BrowseComp supports local JSONL files or HuggingFace downloads. When using HuggingFace, the parquet file is downloaded into the HF cache and converted to JSONL for use.
{
  "browsecomp": {
    "csv_url": "https://openaipublic.blob.core.windows.net/simple-evals/browse_comp_test_set.csv",
    "hf_repo_id": "MultiturnRL/BrowseComp",
    "hf_path_prefix": "data",
    "hf_filename": "browsecomp-00000-of-00001.parquet"
  }
}
BrowseComp HuggingFace fields:
  • hf_repo_id: Dataset repo ID.
  • hf_path_prefix: Subdirectory inside the repo (e.g., data).
  • hf_filename: Parquet file name.
  • hf_revision (optional): Repo revision.
  • hf_private (optional): Set to true if the repo requires a token.

CLI Usage

bubench run and bubench eval support the --data-source argument to control data loading behavior:
bubench run ... --data-source [local|huggingface]
ModeDescription
local (Default)Uses local files. Errors if files are missing. Suitable for offline usage.
huggingfaceDownloads from HuggingFace and uses the HF cache (default ~/.cache/huggingface).
--force-downloadWith huggingface, forces a re-download into the HF cache.
Notes:
  • Local and HuggingFace storage are separate. HF downloads stay in the cache and are not copied into benchmarks/....
  • --force-download only applies to huggingface mode.
  • BrowseComp HuggingFace data is parquet and is converted to JSONL in the HF cache.

Run Examples

# Use local data (default)
bubench run --benchmark LexBench-Browser --agent Agent-TARS

Evaluation Examples (LexBench-Browser)

bubench eval passes --data-source only for LexBench-Browser.
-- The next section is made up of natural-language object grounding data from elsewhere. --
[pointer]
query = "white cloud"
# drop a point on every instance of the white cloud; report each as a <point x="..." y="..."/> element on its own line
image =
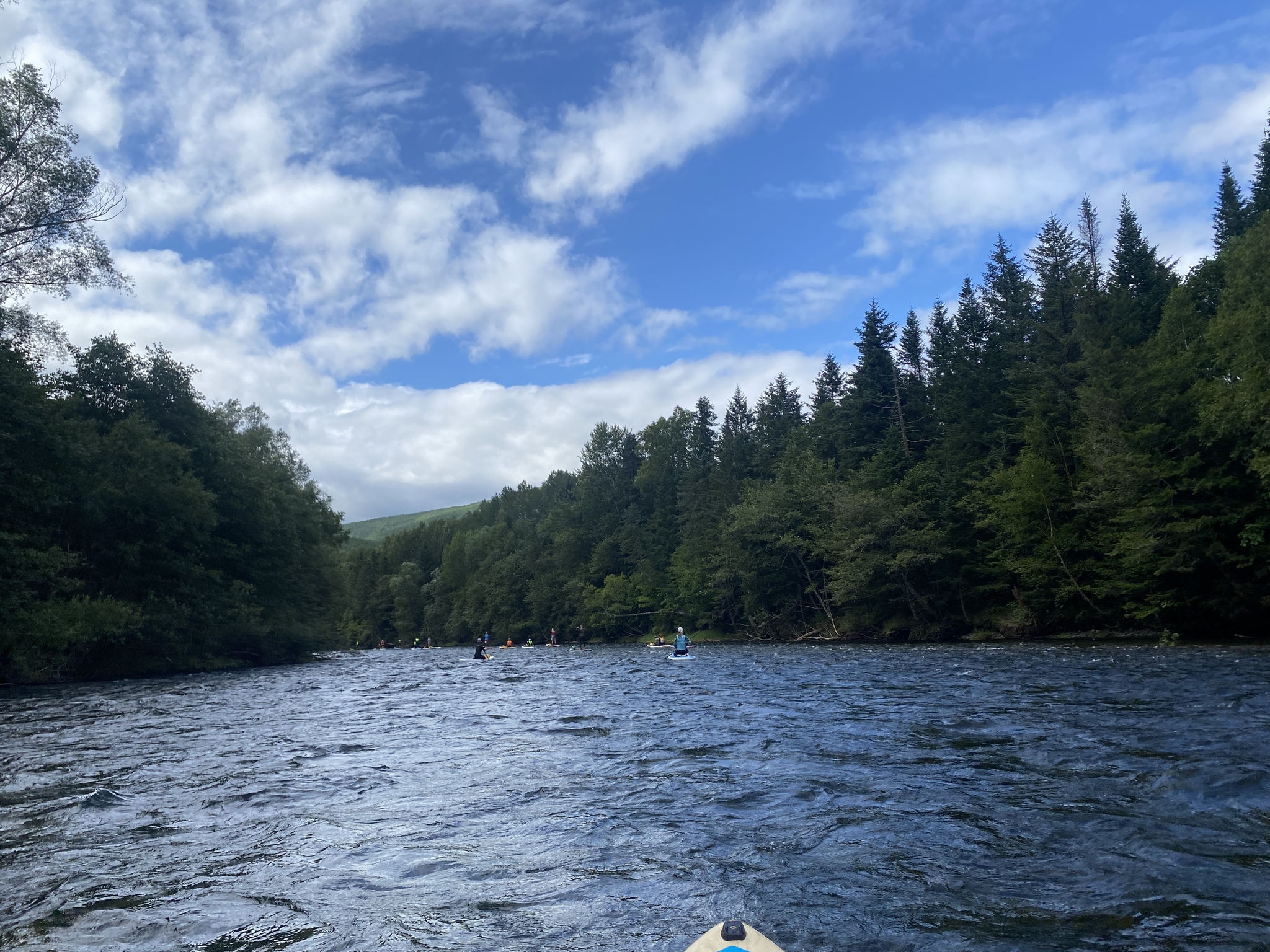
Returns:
<point x="806" y="191"/>
<point x="668" y="102"/>
<point x="379" y="448"/>
<point x="500" y="128"/>
<point x="244" y="148"/>
<point x="804" y="298"/>
<point x="389" y="450"/>
<point x="1163" y="146"/>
Other benchmarks use results files or local paths.
bubench eval --agent browser-use --benchmark LexBench-Browser --split L1 \
  --data-source huggingface

Environment Variables

When using private datasets, you must configure the HF_TOKEN environment variable.
# Temporary
export HF_TOKEN=hf_your_token_here

# Permanent
echo 'export HF_TOKEN=hf_your_token_here' >> ~/.bashrc
source ~/.bashrc
You can get your Access Token from HuggingFace Settings. HuggingFace caches files under ~/.cache/huggingface by default. You can override this with HF_HOME or HF_HUB_CACHE.

Data Format

JSONL Format

To improve efficiency with large files, we use JSONL (JSON Lines) format, where each line is an independent JSON object.
tasks.jsonl
{"task_id": "1", "query": "Search for iPhone on JD", "target_website": "www.jd.com"}
{"task_id": "2", "query": "View shopping cart", "target_website": "www.taobao.com"}

Directory Structure

benchmarks/
├── LexBench-Browser/
│   └── data/
│       ├── data_info.json          # Contains HF config
│       ├── LexBench-Browser/
│       │   ├── tasks.jsonl         # Split files
│       │   └── l1.jsonl
│       └── LexBench-Online_Mind2Web/
│           └── Online_Mind2Web.json
├── Online-Mind2Web/
│   └── data/
│       ├── data_info.json          # Contains HF config
│       └── 20251214/
│           └── Online_Mind2Web.json
├── BrowseComp/
│   └── data/
│       ├── data_info.json          # Contains metadata (csv_url reference)
│       └── 20250410/
│           └── tasks.jsonl         # Local data file

HF cache is stored outside the repo (default `~/.cache/huggingface`).

Troubleshooting

Error: Private HuggingFace dataset requires authenticationSolution: Ensure HF_TOKEN environment variable is set.
Option 1: If you are in mainland China, use an HF mirror:
export HF_ENDPOINT=https://hf-mirror.com
Option 2: Manually download files and place them in the corresponding benchmarks/{name}/data/{split_path} directory.